The man who was my earliest mentor was disappointed when I stopped writing poetry. I took on that disappointment as my own for years. I was glad to be writing again, once my children were all in school and I had more time; but I wondered if I was doing the right work. As though I had a choice. To say no to those voices in the grass, the presences in the Murray churchyard, the meaning of pollen on our tent as we woke on those mornings on Nicola Lake to the sound of nutcrackers and magpies. Or to refuse what seemed possible after years of not being able to put one word after another until I had a sentence, a page. Or four.

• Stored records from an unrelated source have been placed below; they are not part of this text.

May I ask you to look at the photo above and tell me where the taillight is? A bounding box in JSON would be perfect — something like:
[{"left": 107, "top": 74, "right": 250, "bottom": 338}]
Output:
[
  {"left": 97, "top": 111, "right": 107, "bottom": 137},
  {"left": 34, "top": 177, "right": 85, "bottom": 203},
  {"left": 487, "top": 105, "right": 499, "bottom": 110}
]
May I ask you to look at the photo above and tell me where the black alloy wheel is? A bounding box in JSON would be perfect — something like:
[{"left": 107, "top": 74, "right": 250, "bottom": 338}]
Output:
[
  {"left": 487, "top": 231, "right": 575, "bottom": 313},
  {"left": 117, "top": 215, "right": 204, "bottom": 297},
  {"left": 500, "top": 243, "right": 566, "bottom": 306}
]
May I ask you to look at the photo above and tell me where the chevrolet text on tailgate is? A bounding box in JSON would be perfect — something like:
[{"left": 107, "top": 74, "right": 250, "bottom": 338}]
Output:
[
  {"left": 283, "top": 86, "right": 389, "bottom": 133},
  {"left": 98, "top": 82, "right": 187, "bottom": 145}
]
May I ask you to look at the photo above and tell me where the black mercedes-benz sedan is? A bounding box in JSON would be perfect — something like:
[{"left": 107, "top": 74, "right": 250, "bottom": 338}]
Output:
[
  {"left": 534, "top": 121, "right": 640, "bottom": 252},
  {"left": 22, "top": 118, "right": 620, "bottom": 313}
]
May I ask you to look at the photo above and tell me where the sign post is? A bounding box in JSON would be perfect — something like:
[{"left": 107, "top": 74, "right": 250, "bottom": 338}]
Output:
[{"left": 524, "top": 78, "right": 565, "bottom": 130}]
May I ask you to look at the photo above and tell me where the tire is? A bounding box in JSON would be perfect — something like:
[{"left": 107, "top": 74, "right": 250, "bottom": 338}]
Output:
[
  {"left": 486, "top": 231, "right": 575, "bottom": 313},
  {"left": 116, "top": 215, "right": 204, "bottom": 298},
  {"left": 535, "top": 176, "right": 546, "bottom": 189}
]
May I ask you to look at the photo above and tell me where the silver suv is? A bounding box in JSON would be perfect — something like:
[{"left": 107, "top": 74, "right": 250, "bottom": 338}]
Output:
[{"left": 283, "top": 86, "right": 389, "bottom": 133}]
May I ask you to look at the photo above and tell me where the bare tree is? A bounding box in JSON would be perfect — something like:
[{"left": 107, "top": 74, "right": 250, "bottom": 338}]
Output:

In our house, we re-purpose things. Sheets became curtains for the guest room, a Greek olive oil tin holds a rosemary plant, scraps of fabric find their way into quilts, an old iron grate from the basement of the house we were living in when poetry left me has become the portal hanging out my study window. These days as I wait to welcome a new book into the world and think about the next one, I think of a book I’ve  written about before: Guy Davenport’s wonderful essay collection, Every Force Evolves a Form, the title bowing in homage to Shaker founder, Mother Ann Lee. The title essay, a gathering of birds, concludes this way:

The history of birds taken to be daimons traverses religions, folklore, and literature. In Europe it begins with the drawing of a bird mounted on a pole in Lascaux. In the New World we can trace it back to the Amerindian understanding of the meadowlark as a mediator between men and spirits of the air. Poe’s raven, Keats’ nightingale, Shelley’s skylark, Olson’s kingfisher, Whitman’s osprey thrush, and mocking-bird, Hopkins’ windhover are but modulations in a long tradition, a dance of forms to a perennial spiritual force.

I’d add Emily Dickinson’s lark (“Split the Lark, and you’ll find the Music”), who in fact prefaces this essay, and I’d say yes, to all the birds, their modulations, all the vessels, holding flowers or ashes, oil or water, powered by oars or wind, dense with potential.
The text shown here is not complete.